A due giorni dalla sfida dello “Iacovone” contro l’Audace Cerignola, in programma domenica 27 gennaio alle ore 14.30, il difensore del Taranto Salvatore Pelliccia, ai microfoni di TUTTOcalcioPUGLIA.com, ha presentato il derby che gli ionici affronteranno contro gli uomini di mister Bitetto.

Il Taranto viene da otto risultati utili, di cui quattro vittorie consecutive. Domenica, allo "Iacovone", arriverà il Cerignola: come state preparando questa sfida?

“La stiamo preparando nel migliore dei modi: sarà una partita molto difficile ma siamo consapevoli che il campionato non terminerà dopo i novanta minuti di domenica prossima. Cercheremo, ovviamente, di entrare col piglio giusto in campo, dando il massimo come ogni settimana”.

La partita contro gli uomini di Bitetto può essere il crocevia della stagione per entrambe le squadre?

“E’ un match che conta molto, soprattutto per la classifica: un risultato positivo, ovviamente, ci farebbe molto comodo. Dobbiamo dare il meglio in tutto la partita, cercando di portare a casa l’intera posta in palio, consapevoli che ci saranno ancora altre quindici battaglie da affrontare”

Nel match contro gli ofantini, il pubblico può essere l'arma in più: che messaggio vuoi lanciare alla tifoseria ionica?

“I nostri tifosi ci sono sempre vicini e sicuramente, anche domenica, non faranno mancare il loro apporto: sono il nostro dodicesimo uomo in campo e spesso ci hanno dato la giusta forza e carica. Saranno, sicuramente, un valore aggiunto”.

Sei partite senza subire reti: quanto beneficio ha apportato l'arrivo di un giocatore d'esperienza come Vito Di Bari nell'assetto difensivo del Taranto?

“L’arrivo di Vito è sicuramente un’arma in più: avere un calciatore come lui, nella nostra rosa, è fondamentale. Tutti i giocatori over sono importanti in questa squadra, soprattutto nel processo di sviluppo di noi ragazzi più giovani: è molto stimolante lavorare con lui”.

Un primo bilancio personale sulla tua esperienza tarantina: in cosa può, ancora, crescere Salvatore Pelliccia?

“Posso migliorare ancora sotto tanti aspetti: sicuramente, grazie al lavoro che svolgo quotidianamente con i compagni di squadra e col mister, posso imparare tanto e sviluppare meglio quelle che sono le mie doti.
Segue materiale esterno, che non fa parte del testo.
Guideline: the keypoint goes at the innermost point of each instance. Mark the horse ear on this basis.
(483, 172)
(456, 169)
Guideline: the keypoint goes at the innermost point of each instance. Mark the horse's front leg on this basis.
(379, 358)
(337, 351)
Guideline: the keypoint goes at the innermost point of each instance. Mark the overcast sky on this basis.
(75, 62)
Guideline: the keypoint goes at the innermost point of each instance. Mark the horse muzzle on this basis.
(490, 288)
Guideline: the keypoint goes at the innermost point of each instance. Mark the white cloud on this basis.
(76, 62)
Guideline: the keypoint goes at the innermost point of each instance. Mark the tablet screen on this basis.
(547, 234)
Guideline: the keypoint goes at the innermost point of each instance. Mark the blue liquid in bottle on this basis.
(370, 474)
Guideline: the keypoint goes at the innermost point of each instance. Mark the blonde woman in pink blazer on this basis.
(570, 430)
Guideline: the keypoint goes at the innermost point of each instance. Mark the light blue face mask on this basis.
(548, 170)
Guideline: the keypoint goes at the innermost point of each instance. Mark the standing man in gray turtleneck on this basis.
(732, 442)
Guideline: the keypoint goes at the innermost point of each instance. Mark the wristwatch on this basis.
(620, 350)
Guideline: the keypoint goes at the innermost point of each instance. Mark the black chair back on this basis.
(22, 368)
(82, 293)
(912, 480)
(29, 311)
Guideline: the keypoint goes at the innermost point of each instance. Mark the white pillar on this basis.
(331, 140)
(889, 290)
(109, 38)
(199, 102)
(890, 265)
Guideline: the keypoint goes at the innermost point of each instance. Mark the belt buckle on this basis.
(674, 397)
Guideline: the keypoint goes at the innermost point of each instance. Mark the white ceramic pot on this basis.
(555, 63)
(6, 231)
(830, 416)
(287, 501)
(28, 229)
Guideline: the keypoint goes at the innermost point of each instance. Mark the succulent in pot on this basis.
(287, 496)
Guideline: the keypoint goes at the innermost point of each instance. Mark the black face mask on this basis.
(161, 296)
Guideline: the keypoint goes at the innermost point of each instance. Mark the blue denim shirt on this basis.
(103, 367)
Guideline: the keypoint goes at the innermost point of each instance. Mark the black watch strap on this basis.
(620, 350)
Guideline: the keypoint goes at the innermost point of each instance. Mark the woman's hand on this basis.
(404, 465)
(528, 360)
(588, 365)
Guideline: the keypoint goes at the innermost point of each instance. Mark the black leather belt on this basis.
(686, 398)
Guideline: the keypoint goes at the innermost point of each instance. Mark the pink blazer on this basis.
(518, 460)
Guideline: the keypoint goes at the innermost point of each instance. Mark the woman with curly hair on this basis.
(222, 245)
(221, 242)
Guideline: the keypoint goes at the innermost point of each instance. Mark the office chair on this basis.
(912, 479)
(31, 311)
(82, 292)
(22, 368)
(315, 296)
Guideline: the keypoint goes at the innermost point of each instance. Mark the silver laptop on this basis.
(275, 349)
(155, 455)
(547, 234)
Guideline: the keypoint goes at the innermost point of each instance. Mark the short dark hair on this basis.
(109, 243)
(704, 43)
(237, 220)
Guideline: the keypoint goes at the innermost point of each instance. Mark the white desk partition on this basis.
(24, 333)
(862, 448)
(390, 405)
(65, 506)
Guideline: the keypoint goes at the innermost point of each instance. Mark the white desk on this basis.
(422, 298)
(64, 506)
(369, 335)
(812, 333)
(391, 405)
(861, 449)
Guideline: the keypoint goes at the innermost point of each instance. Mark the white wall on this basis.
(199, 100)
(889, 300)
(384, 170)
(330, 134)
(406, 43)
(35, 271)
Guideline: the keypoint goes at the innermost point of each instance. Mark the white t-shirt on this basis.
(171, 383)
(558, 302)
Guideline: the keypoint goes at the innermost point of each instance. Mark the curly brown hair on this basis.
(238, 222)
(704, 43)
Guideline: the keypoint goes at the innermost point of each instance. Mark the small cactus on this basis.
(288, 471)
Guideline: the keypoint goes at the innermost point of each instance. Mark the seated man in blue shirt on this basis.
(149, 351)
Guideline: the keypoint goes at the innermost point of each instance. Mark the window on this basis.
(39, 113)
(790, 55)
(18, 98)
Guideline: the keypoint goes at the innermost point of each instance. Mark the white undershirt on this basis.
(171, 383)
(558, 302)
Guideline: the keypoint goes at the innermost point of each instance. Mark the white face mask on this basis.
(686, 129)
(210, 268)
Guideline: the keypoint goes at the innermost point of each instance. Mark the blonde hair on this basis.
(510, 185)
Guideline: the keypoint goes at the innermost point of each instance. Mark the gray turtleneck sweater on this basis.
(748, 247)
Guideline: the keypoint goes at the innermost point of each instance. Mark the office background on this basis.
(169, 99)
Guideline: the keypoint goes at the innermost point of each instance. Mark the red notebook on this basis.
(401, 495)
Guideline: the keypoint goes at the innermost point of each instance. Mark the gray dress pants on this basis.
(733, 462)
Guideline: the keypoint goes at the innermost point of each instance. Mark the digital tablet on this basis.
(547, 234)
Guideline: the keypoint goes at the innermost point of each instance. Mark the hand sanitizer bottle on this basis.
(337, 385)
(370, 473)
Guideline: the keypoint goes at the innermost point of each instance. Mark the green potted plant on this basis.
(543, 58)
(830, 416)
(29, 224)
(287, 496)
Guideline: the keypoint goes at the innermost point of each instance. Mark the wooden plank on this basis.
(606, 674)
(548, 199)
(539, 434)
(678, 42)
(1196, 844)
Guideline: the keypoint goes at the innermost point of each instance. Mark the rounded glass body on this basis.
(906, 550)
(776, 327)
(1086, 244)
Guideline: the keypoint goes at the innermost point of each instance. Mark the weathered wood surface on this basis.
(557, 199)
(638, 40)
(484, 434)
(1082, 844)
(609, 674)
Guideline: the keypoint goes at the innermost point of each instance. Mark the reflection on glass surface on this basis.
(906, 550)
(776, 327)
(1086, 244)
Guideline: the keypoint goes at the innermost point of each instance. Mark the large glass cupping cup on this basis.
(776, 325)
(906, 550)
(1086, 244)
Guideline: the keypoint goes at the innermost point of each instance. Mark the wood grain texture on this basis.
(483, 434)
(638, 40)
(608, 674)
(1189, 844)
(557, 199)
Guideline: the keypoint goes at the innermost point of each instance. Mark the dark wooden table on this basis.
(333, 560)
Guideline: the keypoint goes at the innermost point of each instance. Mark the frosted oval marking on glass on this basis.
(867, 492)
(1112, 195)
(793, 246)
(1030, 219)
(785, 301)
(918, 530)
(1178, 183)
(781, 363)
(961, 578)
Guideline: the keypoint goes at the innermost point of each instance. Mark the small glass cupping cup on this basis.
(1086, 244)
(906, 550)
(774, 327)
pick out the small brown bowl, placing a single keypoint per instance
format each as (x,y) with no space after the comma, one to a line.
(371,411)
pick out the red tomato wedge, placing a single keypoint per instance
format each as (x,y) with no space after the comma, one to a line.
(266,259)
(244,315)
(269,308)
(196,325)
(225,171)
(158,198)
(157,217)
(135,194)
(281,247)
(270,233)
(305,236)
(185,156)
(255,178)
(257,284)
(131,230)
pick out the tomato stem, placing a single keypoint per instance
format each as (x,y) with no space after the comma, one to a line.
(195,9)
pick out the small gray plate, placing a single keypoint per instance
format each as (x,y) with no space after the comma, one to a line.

Mi trovo molto bene a Taranto: voglio vincere con questa maglia”.

Sei cresciuto calcisticamente nelle giovanili del Napoli: quali similitudini riscontri sul modo di vivere il calcio tarantino?

“Sono due ambienti molto caldi: entrambe le piazze hanno la cultura calcistica e si respira questo clima in città. Devo ringraziare la società per l’opportunità che mi ha dato, da inizio anno, di vestire la maglia rossoblù: è bello vivere il calore e l’attaccamento dei tifosi alla maglia”.

Dal punto tattico, preferisci il ruolo di esterno in un eventuale centrocampo a 5 oppure preferisci il ruolo di terzino destro, in una difesa a 4?

“Per quelle che sono le mie caratteristiche di gioco, preferisco giocare nella posizione di terzino destro: mi piace spingere sulla fascia e creare delle sovrapposizioni in zona offensiva. Nella difesa a tre non ho mai giocato, mi adatto per la squadra e sono a completa disposizione del mister”.

Picerno, Cerignola e Taranto sono le tre squadre candidate alla vittoria finale del campionato: ti aspettavi, alla vigilia del campionato, questa classifica?

“Sin dall’inizio, sapevamo che saremmo andati incontro ad un campionato molto equilibrato: non ci aspettavamo un Picerno così combattivo ed in vetta alla classifica ma ciò accade quando gli equilibri sono così sottili che qualunque squadra può diventare la mina vagante del girone. I lucani sono, al momento, primi in classifica ma il campionato è ancora molto lungo”.